Current configuration : 3111 bytes
!
version 15.9
service timestamps debug datetime msec
service timestamps log datetime msec
no service password-encryption
!
hostname R1
!
boot-start-marker
boot-end-marker
!
!
!
no aaa new-model
!
!
!
mmi polling-interval 60
no mmi auto-configure
no mmi pvc
mmi snmp-timeout 180
!
!
!
!
!
no ip icmp rate-limit unreachable
!
!
!
!
!
!
no ip domain lookup
ip cef
no ipv6 cef
!
multilink bundle-name authenticated
!
!
!
redundancy
!
no cdp log mismatch duplex
!
ip tcp synwait-time 5
!
!
!
!
interface GigabitEthernet0/0
ip address 172.16.0.1 255.255.255.252
duplex auto
speed auto
media-type rj45
!
interface GigabitEthernet0/1
ip address 192.0.2.5 255.255.255.252
duplex auto
speed auto
media-type rj45
!
interface GigabitEthernet0/2
no ip address
shutdown
duplex auto
speed auto
media-type rj45
!
interface GigabitEthernet0/3
no ip address
shutdown
duplex auto
speed auto
media-type rj45
!
ip forward-protocol nd
!
!
no ip http server
!
ipv6 ioam timestamp
!
!
!
control-plane
!
!
line con 0
exec-timeout 0 0
privilege level 15
logging synchronous
line aux 0
exec-timeout 0 0
privilege level 15
logging synchronous
line vty 0 4
login
transport input none
!
no scheduler allocate
!
end

R1#

6. IPsec Tunnel bring up

  • To bring up IPsec tunnel it is needed to generate interesting traffic from one side (except permanent IPsec tunnels).
  • Interesting traffic is the traffic that is allowed in the encryption domain.
  • The encryption domain represents the traffic that participates in VPN Tunnel.

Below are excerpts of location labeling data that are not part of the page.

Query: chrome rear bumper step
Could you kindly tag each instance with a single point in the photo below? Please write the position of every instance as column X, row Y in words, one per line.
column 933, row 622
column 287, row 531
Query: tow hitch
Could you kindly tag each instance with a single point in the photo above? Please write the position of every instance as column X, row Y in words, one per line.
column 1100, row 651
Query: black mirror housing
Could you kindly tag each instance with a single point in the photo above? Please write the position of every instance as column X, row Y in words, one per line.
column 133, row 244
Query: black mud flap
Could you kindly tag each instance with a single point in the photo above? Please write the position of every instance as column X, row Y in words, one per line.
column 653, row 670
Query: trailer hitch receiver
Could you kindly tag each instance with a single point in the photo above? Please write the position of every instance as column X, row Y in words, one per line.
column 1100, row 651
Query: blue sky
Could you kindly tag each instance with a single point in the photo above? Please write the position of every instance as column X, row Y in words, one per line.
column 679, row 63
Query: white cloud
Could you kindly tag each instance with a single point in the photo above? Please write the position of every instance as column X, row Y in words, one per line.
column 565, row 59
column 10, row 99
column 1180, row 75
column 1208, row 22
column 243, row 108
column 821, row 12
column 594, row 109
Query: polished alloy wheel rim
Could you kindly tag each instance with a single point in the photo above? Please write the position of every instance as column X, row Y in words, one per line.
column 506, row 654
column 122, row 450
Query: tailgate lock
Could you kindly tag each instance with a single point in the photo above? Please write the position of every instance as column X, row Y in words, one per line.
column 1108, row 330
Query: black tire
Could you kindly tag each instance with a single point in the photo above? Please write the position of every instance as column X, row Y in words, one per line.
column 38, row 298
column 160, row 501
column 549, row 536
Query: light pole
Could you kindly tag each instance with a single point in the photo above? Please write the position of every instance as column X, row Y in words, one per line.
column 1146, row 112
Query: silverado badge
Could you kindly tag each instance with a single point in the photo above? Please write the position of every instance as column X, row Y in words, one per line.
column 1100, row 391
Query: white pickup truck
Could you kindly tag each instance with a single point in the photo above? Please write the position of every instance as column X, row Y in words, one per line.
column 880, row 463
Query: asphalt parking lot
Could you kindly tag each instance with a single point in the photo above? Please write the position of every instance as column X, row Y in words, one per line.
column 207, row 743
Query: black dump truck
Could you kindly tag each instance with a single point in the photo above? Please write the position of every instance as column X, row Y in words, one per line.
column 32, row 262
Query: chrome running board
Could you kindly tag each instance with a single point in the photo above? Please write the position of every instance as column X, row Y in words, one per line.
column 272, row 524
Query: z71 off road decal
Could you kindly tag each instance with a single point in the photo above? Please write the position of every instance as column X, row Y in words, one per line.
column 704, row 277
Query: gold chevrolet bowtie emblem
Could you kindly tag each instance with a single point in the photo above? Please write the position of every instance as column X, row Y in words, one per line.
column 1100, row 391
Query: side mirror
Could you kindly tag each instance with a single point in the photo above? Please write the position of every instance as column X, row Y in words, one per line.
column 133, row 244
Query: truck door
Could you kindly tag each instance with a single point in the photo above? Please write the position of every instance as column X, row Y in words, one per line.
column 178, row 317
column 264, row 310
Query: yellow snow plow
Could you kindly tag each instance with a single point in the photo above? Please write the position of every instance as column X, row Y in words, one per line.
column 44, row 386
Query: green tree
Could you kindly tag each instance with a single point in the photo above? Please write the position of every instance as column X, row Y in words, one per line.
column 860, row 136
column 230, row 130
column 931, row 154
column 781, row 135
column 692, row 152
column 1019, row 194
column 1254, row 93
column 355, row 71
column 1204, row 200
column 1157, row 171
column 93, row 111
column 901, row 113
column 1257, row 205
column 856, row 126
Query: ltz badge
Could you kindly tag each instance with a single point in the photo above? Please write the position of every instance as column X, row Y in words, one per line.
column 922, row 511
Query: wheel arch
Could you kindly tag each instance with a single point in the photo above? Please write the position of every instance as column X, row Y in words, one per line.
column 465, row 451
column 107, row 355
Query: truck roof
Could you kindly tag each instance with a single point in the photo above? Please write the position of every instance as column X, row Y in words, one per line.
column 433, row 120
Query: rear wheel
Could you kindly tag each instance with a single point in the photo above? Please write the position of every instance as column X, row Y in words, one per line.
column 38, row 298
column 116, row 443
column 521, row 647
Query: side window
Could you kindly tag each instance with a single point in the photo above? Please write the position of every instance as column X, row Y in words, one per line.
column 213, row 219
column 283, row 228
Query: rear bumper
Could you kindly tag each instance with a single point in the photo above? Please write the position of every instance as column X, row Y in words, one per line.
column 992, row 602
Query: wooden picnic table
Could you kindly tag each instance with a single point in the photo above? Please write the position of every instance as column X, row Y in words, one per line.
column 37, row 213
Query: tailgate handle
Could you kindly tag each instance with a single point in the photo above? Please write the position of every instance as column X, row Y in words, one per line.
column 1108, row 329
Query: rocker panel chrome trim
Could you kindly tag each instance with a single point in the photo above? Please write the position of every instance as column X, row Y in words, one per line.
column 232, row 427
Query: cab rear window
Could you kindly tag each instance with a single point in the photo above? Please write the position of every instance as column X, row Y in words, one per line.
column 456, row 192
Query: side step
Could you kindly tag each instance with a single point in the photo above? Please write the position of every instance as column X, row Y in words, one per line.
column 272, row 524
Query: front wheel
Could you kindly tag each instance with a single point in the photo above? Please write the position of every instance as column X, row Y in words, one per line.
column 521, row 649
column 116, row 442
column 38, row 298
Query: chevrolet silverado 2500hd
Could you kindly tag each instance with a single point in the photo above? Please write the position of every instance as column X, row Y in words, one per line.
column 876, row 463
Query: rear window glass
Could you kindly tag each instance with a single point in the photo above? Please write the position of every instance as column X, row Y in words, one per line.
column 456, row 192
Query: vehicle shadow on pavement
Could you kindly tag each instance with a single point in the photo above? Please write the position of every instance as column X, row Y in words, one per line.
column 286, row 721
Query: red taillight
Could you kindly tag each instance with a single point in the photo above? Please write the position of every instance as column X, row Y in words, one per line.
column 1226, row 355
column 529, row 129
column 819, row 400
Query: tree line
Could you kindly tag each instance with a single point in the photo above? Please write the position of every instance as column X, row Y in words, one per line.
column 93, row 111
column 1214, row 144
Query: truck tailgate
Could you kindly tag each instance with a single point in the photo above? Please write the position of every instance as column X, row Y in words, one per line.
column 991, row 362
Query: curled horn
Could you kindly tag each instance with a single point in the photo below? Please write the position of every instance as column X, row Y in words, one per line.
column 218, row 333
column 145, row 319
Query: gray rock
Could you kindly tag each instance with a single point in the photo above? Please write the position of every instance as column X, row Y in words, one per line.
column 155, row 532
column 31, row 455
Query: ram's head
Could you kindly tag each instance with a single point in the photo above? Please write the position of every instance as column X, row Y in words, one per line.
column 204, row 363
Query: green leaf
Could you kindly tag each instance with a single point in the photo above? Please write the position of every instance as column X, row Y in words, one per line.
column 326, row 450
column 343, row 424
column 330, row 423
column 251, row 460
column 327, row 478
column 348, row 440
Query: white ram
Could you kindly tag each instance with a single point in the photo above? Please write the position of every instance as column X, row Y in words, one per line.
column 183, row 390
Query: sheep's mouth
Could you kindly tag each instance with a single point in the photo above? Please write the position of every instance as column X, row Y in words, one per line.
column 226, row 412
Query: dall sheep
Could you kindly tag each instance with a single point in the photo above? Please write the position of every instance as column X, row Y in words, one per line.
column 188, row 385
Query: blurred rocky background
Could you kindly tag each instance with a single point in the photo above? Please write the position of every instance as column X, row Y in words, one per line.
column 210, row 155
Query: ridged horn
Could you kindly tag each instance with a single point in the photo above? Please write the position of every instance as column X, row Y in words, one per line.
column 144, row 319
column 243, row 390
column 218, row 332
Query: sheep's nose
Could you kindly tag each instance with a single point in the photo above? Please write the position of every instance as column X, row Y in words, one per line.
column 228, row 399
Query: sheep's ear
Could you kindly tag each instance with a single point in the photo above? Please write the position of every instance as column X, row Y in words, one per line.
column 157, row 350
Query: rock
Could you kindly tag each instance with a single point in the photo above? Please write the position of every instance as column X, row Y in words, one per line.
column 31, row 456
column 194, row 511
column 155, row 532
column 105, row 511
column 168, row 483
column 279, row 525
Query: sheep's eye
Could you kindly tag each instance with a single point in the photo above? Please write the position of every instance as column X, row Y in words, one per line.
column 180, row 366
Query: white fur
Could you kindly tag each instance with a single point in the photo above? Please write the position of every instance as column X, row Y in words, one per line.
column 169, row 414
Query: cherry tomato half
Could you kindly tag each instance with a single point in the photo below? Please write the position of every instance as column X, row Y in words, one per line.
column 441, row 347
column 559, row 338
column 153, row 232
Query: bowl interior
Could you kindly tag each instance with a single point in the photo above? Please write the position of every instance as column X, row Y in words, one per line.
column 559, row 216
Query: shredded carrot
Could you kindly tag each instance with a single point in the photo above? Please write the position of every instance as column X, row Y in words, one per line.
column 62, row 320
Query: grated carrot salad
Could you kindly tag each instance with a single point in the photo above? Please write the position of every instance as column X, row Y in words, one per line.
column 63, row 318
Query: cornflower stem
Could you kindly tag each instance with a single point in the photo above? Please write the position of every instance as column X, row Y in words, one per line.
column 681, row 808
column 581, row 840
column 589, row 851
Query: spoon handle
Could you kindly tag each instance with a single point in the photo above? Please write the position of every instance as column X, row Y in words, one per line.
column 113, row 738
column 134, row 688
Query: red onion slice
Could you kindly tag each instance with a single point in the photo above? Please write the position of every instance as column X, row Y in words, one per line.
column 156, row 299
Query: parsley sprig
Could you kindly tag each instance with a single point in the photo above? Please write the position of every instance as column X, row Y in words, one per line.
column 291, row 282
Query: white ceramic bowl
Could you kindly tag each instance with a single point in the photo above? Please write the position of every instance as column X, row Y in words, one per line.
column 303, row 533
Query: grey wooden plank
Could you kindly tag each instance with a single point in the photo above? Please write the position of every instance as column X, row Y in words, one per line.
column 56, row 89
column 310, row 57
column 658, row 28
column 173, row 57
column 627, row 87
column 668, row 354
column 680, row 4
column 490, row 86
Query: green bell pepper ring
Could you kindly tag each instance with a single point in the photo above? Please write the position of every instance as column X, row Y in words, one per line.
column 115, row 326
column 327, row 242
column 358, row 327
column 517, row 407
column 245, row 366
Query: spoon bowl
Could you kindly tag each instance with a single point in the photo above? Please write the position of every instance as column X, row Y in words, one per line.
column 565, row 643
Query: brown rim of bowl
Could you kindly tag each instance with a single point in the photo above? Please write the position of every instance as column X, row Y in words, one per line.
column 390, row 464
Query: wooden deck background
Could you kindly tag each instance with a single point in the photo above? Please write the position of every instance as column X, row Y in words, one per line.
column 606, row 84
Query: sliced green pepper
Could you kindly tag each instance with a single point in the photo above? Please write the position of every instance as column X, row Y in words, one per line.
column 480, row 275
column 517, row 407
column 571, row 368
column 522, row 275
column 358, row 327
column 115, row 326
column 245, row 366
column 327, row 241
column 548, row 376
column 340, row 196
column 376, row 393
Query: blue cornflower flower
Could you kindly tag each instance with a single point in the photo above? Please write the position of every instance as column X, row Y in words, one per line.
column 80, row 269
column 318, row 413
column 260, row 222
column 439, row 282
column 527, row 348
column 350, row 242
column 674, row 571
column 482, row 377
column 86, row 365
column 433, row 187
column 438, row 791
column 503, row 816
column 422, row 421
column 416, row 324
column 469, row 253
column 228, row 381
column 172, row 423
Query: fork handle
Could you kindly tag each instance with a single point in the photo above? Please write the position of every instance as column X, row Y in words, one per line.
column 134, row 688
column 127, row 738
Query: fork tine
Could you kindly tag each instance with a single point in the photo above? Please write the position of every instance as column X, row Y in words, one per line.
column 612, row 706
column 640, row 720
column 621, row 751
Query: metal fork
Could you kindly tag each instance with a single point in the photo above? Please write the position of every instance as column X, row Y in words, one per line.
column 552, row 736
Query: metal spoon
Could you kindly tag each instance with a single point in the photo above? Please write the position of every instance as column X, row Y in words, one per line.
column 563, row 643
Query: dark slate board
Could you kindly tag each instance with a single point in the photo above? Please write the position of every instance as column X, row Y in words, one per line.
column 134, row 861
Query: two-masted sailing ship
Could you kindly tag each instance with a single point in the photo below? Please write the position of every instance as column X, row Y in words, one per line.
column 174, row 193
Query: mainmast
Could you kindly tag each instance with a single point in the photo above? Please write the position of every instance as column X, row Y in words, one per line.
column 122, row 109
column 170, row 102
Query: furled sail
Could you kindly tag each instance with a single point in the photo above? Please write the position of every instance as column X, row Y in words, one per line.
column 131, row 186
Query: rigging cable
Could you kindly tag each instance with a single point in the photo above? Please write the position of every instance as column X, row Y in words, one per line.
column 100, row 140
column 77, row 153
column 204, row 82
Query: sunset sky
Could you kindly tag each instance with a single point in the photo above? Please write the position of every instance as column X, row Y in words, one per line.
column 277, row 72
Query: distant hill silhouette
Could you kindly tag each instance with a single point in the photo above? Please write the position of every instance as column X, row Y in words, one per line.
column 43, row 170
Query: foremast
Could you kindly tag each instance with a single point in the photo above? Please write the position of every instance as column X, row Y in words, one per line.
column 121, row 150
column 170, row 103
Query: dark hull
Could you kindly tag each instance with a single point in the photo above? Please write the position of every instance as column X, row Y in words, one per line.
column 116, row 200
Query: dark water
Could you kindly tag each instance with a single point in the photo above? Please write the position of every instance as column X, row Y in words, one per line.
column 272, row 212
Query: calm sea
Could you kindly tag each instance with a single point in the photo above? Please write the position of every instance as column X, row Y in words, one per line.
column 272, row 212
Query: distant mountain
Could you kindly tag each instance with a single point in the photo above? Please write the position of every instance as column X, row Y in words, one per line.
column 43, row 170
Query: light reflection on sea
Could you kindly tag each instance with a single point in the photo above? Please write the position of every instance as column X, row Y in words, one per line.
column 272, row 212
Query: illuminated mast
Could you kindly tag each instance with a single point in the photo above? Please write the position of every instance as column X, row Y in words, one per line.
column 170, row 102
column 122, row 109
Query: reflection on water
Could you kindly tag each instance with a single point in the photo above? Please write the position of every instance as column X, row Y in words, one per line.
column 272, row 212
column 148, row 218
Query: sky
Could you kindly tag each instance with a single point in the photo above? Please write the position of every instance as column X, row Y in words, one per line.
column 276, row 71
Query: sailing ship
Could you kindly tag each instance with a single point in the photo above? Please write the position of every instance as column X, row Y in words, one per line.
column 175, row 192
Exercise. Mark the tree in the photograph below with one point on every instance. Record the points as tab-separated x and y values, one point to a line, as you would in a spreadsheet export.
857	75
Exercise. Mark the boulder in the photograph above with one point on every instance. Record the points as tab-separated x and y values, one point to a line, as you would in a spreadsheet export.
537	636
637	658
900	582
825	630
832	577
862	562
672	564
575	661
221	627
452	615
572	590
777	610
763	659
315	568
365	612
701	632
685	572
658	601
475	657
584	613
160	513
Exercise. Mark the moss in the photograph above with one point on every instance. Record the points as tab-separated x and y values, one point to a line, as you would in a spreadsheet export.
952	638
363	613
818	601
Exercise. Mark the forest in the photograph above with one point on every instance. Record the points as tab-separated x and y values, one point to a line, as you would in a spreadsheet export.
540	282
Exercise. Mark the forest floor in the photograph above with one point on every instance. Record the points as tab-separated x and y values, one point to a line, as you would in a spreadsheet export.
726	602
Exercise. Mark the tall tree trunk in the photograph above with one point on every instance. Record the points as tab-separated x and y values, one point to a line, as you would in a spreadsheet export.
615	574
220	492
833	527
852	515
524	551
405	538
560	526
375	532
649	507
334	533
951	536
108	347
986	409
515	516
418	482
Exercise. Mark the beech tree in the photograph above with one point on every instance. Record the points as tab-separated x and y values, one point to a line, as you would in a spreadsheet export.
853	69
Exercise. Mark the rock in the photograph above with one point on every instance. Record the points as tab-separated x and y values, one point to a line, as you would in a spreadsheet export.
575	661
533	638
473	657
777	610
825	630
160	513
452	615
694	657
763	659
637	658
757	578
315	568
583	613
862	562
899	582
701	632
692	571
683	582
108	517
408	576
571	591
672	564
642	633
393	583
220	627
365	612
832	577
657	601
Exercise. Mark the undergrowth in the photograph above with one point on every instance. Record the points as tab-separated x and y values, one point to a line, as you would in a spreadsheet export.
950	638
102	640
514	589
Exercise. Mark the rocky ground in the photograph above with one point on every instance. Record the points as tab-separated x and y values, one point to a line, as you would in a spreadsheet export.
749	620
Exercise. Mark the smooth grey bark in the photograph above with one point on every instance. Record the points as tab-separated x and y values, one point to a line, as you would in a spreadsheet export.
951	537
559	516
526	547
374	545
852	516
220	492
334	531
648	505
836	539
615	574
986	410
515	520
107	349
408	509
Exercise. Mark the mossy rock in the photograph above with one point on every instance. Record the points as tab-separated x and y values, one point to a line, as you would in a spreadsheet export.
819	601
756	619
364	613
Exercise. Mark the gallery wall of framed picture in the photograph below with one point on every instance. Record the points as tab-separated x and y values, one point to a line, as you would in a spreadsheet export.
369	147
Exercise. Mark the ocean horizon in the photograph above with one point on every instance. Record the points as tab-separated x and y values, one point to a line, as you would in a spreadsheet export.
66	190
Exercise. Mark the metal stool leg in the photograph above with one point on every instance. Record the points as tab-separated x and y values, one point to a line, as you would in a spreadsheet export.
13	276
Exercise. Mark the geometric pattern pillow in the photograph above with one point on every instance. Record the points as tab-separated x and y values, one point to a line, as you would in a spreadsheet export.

In our case encryption domain on ASA1 contains subnet 10.0.0.0/24 and encryption domain on ASA2 contains 10.1.0.0/24. If we want to bring up the IPsec tunnel from ASA1 side for example, it is needed to generate traffic for other side of the tunnel with destination in network 10.1.0.0/24.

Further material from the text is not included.